In an interview with index.hu, László Andor, the European Commissioner for Employment, Social Affair and Inclusion argued that the Hungarian government knows what the conditions for an EU/IMF loan are, and that minister without portfolio Tamás Fellegi and Commissioner Olli Rehn had discussed this back in January. Andor added that was the reason the government was making changes to its policy was to come in line with what the EU wants.
Although Orbán’s March 15th speech and EU Commission President José Manual Barroso’s response were quite sharp, working out the technical details seems to be happening, and the fact that Hungary is quickly working together in the area of justice signals that the government is willing to compromise.
Andor also had comments about how he felt that the financial crisis in the euro zone was not being addressed well, stressing that his comments did not apply to Hungary. Andor stated that a country outside the union could previously devalue their currency during times of economic hardship, but Hungary was not in that position due to the amount of forex loans taken out by its citizens.
The commissioner also defended the core EU states from accusations that the current crisis was to their benefit at the periphery’s cost, as well seeking to clarify that his recommendation on strengthening employee rights would focus primarily on the building sector, adding that it woul not introduce new legislation, merely reinforce the laws already on the books.
Andor defended his much criticized decision not to be present at the meeting about potentially withholding EU cohesion funds from Hungary, saying he had written an opinion, and that that the decision was made by EU finance ministers, which itself was not final.

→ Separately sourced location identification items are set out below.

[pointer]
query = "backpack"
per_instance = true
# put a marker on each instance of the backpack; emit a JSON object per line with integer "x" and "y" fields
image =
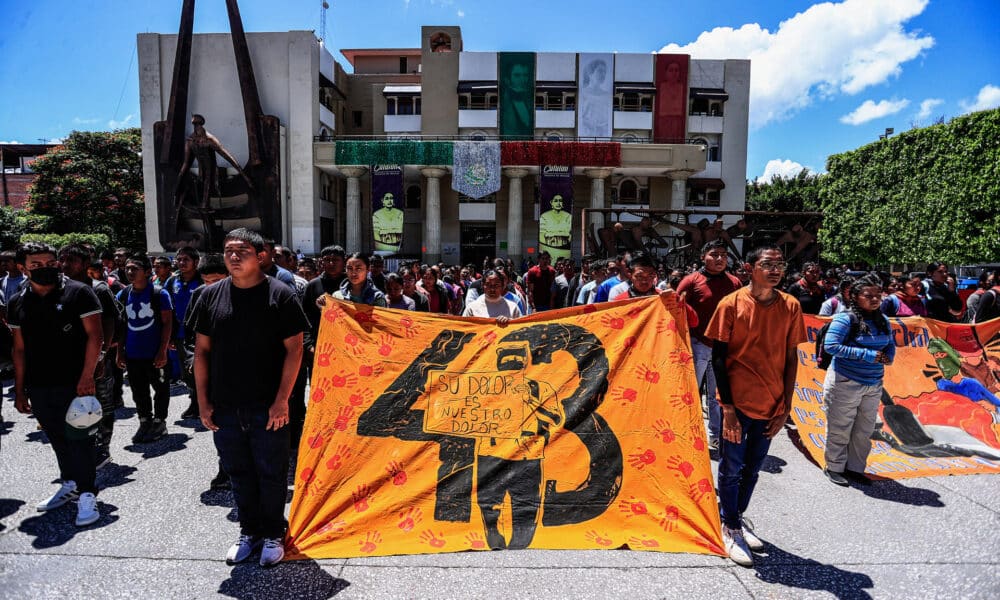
{"x": 823, "y": 358}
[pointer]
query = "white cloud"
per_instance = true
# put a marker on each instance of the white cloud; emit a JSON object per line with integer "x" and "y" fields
{"x": 783, "y": 168}
{"x": 927, "y": 107}
{"x": 987, "y": 98}
{"x": 826, "y": 50}
{"x": 112, "y": 124}
{"x": 869, "y": 111}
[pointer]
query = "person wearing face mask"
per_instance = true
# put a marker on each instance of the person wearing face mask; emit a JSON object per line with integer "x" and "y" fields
{"x": 57, "y": 344}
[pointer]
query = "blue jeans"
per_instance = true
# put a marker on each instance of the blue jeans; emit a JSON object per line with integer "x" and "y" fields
{"x": 739, "y": 465}
{"x": 75, "y": 457}
{"x": 703, "y": 371}
{"x": 256, "y": 461}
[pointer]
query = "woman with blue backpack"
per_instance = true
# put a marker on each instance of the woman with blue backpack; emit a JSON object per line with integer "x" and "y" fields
{"x": 861, "y": 343}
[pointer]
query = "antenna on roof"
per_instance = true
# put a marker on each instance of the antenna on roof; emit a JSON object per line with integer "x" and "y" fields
{"x": 324, "y": 5}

Contrary to what many say in Hungary and abroad, the Hungarian government does not know about any preconditions under which the International Monetary Fund and the European Union would be ready to hold talks on financial aid, Foreign Minister Janos Martonyi said on Tuesday. Martonyi told commercial TV channel ATV’s news programme that imposing political preconditions on Hungary would be unacceptable. Commenting on a meeting behind closed doors by the European affairs committee in parliament on Tuesday, where the infringement procedures against Hungary were discussed, Martonyi said Hungary’s aim was to sign a precautionary agreement with the IMF which would in turn demonstrate that the money “is not needed”. Martonyi said political matters could not be linked to the planned loan agreement. He quoted the example of the independence of the central bank which he said “seems to be basically settled”. On the retirement age for judges at 62, he said “this is not an issue that would affect economic policy.” “If anyone sets political conditions then I believe this would be unacceptable,” Martonyi said. He added that he would find it surprising if political conditions were to be set in Washington.